Carlos Camarena: It’s very important. I mean my family has been carrying on producing tequila again for generations, and if I look at a bit around things in the area, I mean my brother has his own distillery and then I have cousins with their own distillery and I have uncles and I have aunts that also they have their own distillery. So, tequila runs through our veins. When I say that we’re a family company, it’s not only because of the fact that it’s the family the one who owns the company, is the fact that also at La Alteña, we have people that it’s third even fourth generation producing or working together with us. To me what family means in that in a big sense is, we are big family, a big community because again, those families also have been with us for generations and I don’t know why, but they don’t want to leave. They want to stay there, which by the way, it’s very good for us. Besides the fact that we have a very low rotation is the fact that once they come to work with us, they stayed there forever. They will bring their kids or their grand kids or the great grand kids or more. That means to us that they are well treated, they are treated with respect, we respect their job, we pay them good money. We’re one of the companies in my area who pays the highest salaries and it’s a win win situation. Therefore, they don’t want to leave. We don’t want them to leave, we’re a big family in that sense of the word.
Did you know you were going to go into the tequila industry?
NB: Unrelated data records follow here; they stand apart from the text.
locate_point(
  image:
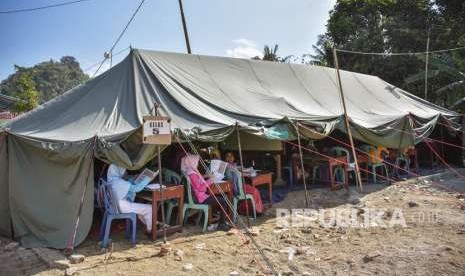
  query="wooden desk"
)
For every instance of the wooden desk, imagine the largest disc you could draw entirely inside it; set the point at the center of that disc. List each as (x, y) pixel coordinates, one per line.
(224, 186)
(262, 179)
(227, 188)
(171, 191)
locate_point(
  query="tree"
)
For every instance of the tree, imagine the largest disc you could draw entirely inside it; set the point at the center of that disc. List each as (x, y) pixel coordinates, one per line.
(51, 78)
(27, 94)
(271, 54)
(392, 26)
(323, 55)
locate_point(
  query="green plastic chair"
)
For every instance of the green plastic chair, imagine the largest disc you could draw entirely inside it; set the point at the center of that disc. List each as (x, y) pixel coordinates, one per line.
(170, 176)
(373, 166)
(241, 195)
(339, 171)
(191, 204)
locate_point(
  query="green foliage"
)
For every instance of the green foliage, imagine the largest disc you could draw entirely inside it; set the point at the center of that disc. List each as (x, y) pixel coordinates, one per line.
(27, 94)
(271, 54)
(51, 78)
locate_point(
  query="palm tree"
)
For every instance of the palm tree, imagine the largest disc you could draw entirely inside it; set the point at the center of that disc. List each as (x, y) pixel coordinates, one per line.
(271, 54)
(443, 67)
(322, 56)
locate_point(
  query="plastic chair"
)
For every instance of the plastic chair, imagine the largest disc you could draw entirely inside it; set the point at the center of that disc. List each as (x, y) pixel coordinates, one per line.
(191, 204)
(241, 195)
(170, 176)
(374, 165)
(290, 178)
(398, 168)
(111, 213)
(339, 171)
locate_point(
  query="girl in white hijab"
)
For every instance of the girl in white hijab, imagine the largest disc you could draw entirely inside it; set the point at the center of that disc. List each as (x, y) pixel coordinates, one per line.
(125, 192)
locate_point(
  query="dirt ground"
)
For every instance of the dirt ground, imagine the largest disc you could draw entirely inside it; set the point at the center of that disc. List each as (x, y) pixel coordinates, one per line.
(430, 243)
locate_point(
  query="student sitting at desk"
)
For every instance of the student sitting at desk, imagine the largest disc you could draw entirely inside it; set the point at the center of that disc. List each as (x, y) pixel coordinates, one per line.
(189, 164)
(125, 193)
(249, 189)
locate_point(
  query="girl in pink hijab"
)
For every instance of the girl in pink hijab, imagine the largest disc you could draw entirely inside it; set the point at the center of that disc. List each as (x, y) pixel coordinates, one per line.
(189, 164)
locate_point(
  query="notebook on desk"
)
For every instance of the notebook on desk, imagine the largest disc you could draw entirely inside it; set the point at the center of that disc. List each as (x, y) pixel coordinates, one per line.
(145, 177)
(154, 186)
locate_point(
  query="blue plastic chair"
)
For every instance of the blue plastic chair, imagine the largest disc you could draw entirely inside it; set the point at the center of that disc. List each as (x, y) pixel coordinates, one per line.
(372, 166)
(105, 194)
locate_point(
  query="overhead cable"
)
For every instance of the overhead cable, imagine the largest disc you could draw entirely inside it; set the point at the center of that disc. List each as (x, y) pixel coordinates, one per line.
(400, 53)
(119, 37)
(43, 7)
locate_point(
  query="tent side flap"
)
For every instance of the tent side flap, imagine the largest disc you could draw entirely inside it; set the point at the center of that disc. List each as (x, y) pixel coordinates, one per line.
(5, 225)
(47, 181)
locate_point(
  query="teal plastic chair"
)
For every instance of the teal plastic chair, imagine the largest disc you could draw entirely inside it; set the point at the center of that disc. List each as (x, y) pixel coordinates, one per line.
(170, 176)
(339, 171)
(373, 166)
(240, 194)
(398, 168)
(191, 204)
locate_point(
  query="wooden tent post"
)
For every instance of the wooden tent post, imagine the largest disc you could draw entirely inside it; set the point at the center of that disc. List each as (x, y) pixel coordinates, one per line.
(242, 174)
(347, 124)
(160, 179)
(302, 164)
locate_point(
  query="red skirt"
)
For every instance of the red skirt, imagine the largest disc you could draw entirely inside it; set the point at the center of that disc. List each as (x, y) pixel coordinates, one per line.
(250, 190)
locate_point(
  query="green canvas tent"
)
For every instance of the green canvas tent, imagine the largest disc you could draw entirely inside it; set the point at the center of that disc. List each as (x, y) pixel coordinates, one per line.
(46, 154)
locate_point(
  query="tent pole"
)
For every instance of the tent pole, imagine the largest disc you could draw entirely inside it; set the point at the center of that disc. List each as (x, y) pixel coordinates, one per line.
(184, 28)
(70, 246)
(160, 179)
(346, 120)
(302, 164)
(242, 173)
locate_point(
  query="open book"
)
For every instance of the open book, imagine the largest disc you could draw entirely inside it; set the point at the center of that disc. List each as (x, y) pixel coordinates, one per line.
(217, 168)
(145, 177)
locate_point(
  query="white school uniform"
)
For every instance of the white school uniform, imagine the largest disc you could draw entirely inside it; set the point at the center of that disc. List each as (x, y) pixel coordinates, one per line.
(120, 189)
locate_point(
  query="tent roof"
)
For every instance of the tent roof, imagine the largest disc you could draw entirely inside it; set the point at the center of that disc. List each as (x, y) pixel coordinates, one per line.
(207, 92)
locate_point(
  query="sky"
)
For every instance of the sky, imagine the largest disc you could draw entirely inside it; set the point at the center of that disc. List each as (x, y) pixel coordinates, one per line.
(85, 30)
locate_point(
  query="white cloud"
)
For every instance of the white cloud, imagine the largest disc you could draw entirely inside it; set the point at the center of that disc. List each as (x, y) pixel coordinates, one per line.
(244, 49)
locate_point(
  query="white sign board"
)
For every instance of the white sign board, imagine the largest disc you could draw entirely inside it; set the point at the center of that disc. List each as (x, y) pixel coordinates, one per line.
(156, 130)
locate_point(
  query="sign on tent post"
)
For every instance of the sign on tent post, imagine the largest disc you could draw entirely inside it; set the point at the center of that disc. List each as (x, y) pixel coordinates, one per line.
(156, 130)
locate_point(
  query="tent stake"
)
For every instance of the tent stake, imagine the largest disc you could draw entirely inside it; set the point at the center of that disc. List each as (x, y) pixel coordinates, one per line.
(242, 174)
(302, 164)
(346, 120)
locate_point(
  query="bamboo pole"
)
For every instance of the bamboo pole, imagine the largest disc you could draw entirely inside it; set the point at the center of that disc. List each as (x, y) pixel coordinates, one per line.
(242, 173)
(347, 124)
(184, 28)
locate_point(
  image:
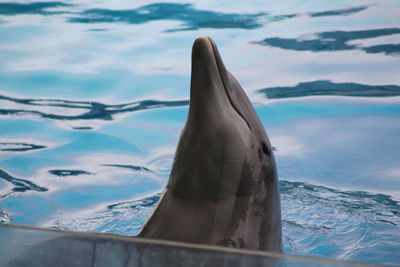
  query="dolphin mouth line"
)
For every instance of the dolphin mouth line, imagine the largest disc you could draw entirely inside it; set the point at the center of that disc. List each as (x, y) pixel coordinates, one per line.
(221, 69)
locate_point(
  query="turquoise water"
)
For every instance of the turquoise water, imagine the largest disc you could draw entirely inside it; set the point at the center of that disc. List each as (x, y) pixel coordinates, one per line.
(94, 94)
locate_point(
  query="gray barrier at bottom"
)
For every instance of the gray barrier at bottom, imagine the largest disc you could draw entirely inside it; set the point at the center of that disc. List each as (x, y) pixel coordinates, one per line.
(28, 246)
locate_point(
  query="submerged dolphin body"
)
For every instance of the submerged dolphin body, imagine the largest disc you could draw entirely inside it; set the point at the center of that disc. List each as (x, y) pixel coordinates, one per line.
(223, 188)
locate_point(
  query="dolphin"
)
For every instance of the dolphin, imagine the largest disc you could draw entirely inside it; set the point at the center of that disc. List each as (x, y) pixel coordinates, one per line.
(223, 187)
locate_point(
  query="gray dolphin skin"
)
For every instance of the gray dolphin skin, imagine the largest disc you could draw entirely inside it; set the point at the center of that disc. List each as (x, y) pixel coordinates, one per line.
(223, 187)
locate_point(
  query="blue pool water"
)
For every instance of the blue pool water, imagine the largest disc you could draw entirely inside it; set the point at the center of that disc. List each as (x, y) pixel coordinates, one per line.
(94, 94)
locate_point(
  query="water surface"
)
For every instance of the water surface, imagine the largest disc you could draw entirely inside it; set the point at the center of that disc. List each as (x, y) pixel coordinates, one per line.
(94, 94)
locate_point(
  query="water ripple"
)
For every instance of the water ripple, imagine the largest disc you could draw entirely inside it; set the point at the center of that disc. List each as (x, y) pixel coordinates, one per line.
(63, 173)
(21, 185)
(336, 41)
(18, 147)
(317, 220)
(330, 88)
(94, 110)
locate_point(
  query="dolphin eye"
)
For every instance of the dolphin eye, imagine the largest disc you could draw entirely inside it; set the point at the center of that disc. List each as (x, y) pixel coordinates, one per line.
(265, 149)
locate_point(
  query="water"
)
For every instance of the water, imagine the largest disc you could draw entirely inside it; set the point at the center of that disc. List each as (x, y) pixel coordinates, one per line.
(94, 94)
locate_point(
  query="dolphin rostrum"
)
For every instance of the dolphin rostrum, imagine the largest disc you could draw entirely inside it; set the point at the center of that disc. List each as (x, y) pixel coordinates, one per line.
(223, 188)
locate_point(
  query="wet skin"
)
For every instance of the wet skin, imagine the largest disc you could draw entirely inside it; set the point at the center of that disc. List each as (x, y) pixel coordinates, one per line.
(223, 188)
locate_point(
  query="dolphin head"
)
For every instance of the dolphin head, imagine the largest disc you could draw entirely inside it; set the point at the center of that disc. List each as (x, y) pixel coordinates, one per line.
(223, 186)
(223, 145)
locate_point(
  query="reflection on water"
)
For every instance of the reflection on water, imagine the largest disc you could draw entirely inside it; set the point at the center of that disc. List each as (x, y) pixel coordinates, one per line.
(31, 8)
(94, 110)
(336, 41)
(341, 12)
(330, 88)
(20, 185)
(130, 167)
(18, 147)
(62, 173)
(323, 220)
(94, 96)
(193, 19)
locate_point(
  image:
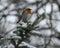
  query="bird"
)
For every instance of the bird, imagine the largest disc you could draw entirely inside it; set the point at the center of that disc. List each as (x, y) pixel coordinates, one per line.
(25, 15)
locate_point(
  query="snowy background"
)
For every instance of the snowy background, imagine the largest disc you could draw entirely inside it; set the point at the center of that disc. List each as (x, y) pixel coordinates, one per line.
(39, 36)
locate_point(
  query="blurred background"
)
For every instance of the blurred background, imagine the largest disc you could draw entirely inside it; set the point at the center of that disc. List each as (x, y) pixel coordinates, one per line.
(41, 30)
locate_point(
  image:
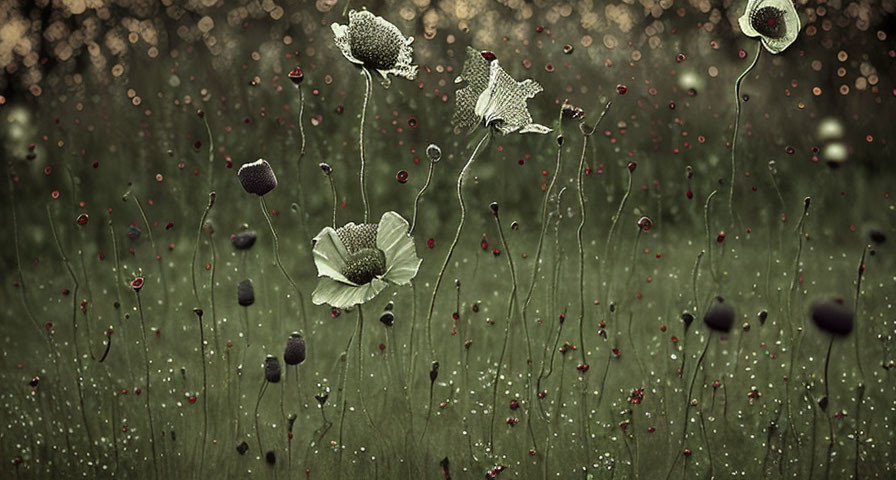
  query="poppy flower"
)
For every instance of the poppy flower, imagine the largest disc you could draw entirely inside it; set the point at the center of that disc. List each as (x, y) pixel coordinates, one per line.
(375, 44)
(356, 262)
(775, 22)
(493, 98)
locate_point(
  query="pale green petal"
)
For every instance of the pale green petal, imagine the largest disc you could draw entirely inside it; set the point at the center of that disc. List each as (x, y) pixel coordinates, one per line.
(340, 295)
(401, 256)
(330, 255)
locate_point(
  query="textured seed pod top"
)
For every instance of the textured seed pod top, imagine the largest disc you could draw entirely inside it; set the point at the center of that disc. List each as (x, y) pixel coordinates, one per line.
(295, 350)
(257, 177)
(720, 316)
(375, 44)
(272, 369)
(832, 316)
(245, 293)
(243, 240)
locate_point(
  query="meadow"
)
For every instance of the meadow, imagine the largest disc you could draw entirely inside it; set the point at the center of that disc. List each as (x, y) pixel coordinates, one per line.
(682, 270)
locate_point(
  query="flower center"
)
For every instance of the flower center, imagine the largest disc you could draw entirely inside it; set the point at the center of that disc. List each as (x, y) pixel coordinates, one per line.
(376, 43)
(365, 265)
(769, 22)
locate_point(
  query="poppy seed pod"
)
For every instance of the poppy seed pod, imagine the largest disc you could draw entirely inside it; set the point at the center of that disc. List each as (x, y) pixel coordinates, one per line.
(245, 294)
(272, 369)
(832, 316)
(257, 177)
(243, 240)
(434, 153)
(296, 75)
(295, 349)
(720, 316)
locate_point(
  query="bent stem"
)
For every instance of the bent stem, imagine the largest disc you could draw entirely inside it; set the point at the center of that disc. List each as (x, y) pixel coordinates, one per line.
(432, 165)
(737, 99)
(292, 283)
(367, 82)
(152, 429)
(74, 295)
(460, 226)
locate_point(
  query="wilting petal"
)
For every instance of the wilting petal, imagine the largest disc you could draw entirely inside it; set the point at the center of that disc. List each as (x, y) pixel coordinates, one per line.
(476, 74)
(330, 255)
(775, 22)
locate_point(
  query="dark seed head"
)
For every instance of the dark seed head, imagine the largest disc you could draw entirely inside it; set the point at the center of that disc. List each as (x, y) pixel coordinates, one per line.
(720, 316)
(242, 447)
(243, 240)
(296, 75)
(434, 372)
(257, 177)
(245, 294)
(434, 153)
(295, 349)
(373, 41)
(272, 369)
(832, 316)
(769, 22)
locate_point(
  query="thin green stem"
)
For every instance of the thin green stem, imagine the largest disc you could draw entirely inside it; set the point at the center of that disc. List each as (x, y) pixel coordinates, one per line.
(419, 196)
(367, 82)
(736, 126)
(292, 283)
(460, 226)
(152, 429)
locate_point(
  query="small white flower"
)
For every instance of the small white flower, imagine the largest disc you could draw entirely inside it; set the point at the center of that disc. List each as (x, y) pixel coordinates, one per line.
(493, 98)
(775, 22)
(375, 44)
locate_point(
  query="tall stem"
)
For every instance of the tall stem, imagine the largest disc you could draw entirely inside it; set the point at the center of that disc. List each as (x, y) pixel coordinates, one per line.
(289, 279)
(736, 126)
(460, 226)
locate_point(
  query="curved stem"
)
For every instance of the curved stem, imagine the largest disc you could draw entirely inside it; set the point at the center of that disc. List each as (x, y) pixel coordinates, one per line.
(152, 429)
(292, 283)
(419, 196)
(460, 226)
(736, 126)
(74, 295)
(367, 82)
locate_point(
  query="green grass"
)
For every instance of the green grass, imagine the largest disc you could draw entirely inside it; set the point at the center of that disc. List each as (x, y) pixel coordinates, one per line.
(84, 418)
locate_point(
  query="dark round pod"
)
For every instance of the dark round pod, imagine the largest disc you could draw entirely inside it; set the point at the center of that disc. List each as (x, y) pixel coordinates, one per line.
(720, 316)
(272, 369)
(242, 447)
(245, 294)
(295, 349)
(243, 240)
(832, 316)
(687, 318)
(257, 177)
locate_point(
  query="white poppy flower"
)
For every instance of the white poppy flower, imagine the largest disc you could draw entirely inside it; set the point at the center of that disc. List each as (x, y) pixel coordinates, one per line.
(493, 98)
(356, 262)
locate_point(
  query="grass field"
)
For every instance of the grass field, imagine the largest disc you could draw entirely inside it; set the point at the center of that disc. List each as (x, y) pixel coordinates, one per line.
(565, 335)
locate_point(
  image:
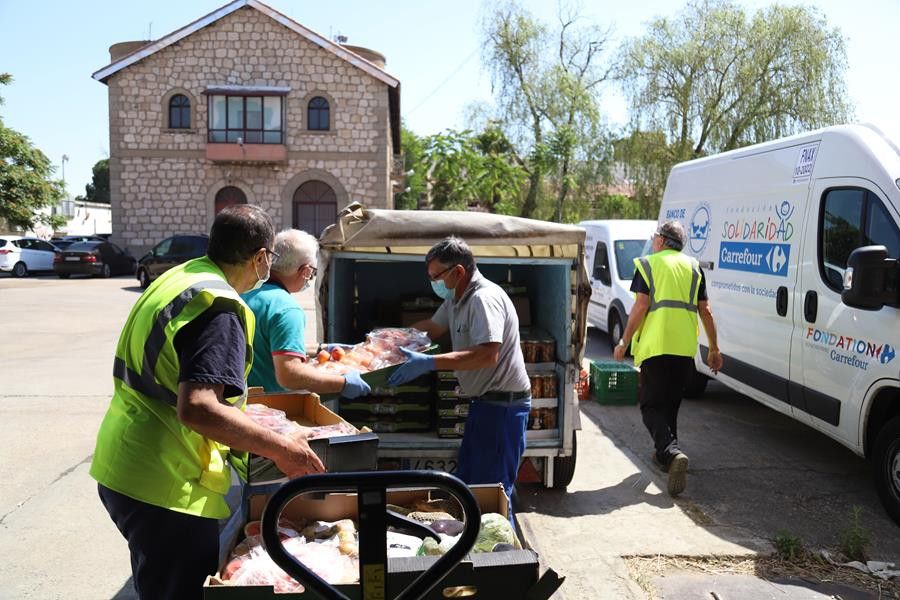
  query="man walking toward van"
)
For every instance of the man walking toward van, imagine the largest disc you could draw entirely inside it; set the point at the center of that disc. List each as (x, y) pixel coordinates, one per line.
(662, 329)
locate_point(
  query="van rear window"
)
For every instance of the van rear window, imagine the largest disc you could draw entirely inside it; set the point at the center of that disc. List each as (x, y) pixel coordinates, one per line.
(626, 252)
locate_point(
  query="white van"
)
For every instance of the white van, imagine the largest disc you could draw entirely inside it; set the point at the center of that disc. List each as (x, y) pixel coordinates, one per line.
(610, 248)
(776, 228)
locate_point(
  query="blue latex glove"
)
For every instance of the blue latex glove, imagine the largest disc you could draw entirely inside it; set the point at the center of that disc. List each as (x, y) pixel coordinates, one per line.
(333, 345)
(354, 386)
(416, 364)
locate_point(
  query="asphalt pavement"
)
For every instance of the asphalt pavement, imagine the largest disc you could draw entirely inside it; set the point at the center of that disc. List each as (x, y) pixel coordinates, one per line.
(753, 472)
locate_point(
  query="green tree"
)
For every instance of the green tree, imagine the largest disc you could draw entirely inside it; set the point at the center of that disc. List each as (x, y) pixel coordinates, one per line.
(98, 189)
(26, 186)
(646, 158)
(546, 84)
(713, 78)
(455, 170)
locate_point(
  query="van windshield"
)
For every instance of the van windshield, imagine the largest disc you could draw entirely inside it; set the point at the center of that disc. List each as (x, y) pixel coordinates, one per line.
(626, 252)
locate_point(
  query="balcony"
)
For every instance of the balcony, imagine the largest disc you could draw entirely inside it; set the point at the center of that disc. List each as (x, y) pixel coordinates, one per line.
(246, 153)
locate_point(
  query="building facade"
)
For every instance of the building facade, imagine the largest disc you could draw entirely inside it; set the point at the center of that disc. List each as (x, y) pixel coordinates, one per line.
(246, 105)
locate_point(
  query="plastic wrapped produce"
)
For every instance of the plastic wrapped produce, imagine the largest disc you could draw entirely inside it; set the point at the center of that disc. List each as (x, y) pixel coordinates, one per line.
(330, 550)
(433, 548)
(381, 349)
(495, 529)
(400, 544)
(271, 418)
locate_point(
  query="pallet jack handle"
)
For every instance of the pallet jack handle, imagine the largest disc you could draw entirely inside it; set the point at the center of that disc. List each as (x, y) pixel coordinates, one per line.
(371, 488)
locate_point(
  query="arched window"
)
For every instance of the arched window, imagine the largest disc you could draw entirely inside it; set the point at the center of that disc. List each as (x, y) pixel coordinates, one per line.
(315, 207)
(179, 112)
(317, 114)
(229, 196)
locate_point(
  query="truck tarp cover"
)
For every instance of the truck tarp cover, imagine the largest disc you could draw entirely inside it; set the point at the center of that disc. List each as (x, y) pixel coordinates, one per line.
(361, 229)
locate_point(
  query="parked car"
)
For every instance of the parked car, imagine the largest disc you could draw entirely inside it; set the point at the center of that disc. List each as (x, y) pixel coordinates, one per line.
(168, 253)
(22, 255)
(93, 258)
(64, 241)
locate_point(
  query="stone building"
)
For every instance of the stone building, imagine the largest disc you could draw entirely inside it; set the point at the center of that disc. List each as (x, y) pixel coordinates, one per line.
(246, 105)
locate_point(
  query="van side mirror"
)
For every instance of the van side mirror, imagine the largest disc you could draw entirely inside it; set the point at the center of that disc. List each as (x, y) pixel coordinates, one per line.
(870, 280)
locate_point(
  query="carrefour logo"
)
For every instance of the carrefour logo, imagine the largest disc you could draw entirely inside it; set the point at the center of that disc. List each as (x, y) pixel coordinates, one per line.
(698, 229)
(768, 259)
(851, 351)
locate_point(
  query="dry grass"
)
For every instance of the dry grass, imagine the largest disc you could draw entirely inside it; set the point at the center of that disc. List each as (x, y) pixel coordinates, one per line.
(644, 569)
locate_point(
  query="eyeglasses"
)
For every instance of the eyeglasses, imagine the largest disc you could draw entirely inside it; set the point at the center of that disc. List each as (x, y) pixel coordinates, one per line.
(442, 273)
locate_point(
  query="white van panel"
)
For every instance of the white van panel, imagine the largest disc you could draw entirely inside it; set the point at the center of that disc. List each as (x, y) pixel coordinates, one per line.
(743, 218)
(753, 218)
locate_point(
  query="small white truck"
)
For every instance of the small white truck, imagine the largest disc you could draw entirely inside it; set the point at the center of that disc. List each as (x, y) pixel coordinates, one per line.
(371, 259)
(610, 249)
(799, 240)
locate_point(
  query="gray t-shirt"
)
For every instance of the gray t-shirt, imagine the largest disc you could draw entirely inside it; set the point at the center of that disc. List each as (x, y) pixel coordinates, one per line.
(483, 315)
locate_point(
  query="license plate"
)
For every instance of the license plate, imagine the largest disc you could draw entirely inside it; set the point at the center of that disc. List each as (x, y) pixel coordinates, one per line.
(448, 465)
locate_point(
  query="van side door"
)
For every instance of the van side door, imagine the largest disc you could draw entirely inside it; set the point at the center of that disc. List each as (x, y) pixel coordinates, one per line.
(842, 350)
(601, 287)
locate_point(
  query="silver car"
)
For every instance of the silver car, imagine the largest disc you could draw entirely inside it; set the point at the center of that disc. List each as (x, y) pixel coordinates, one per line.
(22, 255)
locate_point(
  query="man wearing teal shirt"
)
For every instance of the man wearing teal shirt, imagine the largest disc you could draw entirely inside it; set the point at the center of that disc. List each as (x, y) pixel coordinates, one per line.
(279, 355)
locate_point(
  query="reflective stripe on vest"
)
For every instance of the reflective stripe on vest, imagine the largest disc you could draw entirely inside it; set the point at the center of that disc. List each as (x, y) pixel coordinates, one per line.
(143, 449)
(670, 326)
(146, 382)
(655, 304)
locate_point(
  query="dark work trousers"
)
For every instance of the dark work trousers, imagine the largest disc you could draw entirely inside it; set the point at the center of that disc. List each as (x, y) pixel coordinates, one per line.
(171, 552)
(662, 385)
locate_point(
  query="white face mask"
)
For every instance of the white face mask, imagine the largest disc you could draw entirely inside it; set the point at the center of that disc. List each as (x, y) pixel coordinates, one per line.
(259, 279)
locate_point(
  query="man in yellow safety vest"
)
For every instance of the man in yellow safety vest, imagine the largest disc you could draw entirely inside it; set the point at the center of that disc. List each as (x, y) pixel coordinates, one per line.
(176, 418)
(670, 293)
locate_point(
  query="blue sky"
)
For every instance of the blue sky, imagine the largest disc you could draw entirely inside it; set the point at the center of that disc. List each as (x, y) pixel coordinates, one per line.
(52, 47)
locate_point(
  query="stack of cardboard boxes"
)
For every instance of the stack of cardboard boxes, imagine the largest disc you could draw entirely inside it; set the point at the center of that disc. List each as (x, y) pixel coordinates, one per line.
(407, 408)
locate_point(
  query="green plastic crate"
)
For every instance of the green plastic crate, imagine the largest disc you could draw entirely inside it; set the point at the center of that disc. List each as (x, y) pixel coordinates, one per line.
(613, 382)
Carlos Camarena: I knew I was coming into this direction, but not exactly the tequila industry. I am an agronomist. I studied agriculture. Since I was a kid I used to work in the fields and I got more in love with it, with the field aspect, with the agricultural aspect of the business. My original idea, when I went to college to study agriculture, it was okay, I will leave my father to produce his tequila, he knows how to do it. I will be in charge of the agave, because in my opinion if we can always have first quality agave, then it becomes kind of easy to produce first quality tequila. If your raw material is second or third class, I don’t care how good your process is, you can never produce first quality tequila. Everything begins and ends with the agave, and therefore my vision it was okay, I will grow the agave, I will produce the agave for you to dad …To my surprise, actually when I came back from college, my father told me, “I’m glad that you’re here because somehow I’m sick and tired of being sitting here dealing with paperwork and dealing with the government and rules and regulations and all that. So, you sit in my chair and do what I would do because, I am going to the fields and I said, “wait a minute, there’s something wrong here”. I know nothing about tequila besides the fact that I used to consume a lot when I was in college. That’s all I knew about tequila. I said, “I don’t know how to produce tequila, I know how to drink it, but I don’t know how to produce it and of course I have no idea how to run a company and you want overnight give me that responsibility”?
When you were taking on the company originally into the more of the role that you’re in now, how easy was that transition to jump into?
Carlos Camarena: At the beginning, it wasn’t that easy and actually most of the employees would laugh at me because they knew that I had no idea what I was doing and they were teaching me how to do things and training me. There was a lot of people saying that the company would be a complete failure in my hands because I didn’t know what I was doing. At the beginning everybody was a skeptic because they knew that I was good at throwing parties with my friends. I had free tequila, I was good at drinking tequila, but they didn’t take me very seriously on really working with tequila and learning to do things right from the beginning. And again, is when probably the perfection hit on me, came to my head and I said, okay, if we have to do this, it was not even my choice but if I have to do it, let’s do it right. Let me learn and then everybody has to align up doing things right from the beginning. It was not easy but it was worth it.
How much hands on do you have now in the actual production rather than the business part of it and the travel part of it? Or have you put some of those duties onto other people?
Carlos Camarena: I actually, I have all of those hats and I wear those hats according to the occasion. I like to be on top of it. If you asked even being in Arandas, what is the daily work? Usually it is, first of all in the morning is, go to the fields. Because I know if I get to the office I will be stuck there. First of all is go to the fields, to the agave with the years that are working the agricultural side. After that I will go to the distillery to first be checking everything on the distillery again from the cooking, the fermentation, the distillation of the process, the chemical elements, everything on the distillation. And then finally, and because I have no more choice, then I will go to the office and got stuck with paperwork.
If you go somewhere and none of your tequilas available, is there a tequila that you would drink?
Carlos Camarena: If I don’t find any of my tequilas available? Yeah, there’s no secret. Let’s say if it’s from the Highlands, I would drink Siete Leguas. It’s from the valley, I would drink either Cascahuin or Fortaleza. If I don’t find those either, then I drink scotch whiskey. No other tequilas. No thank you.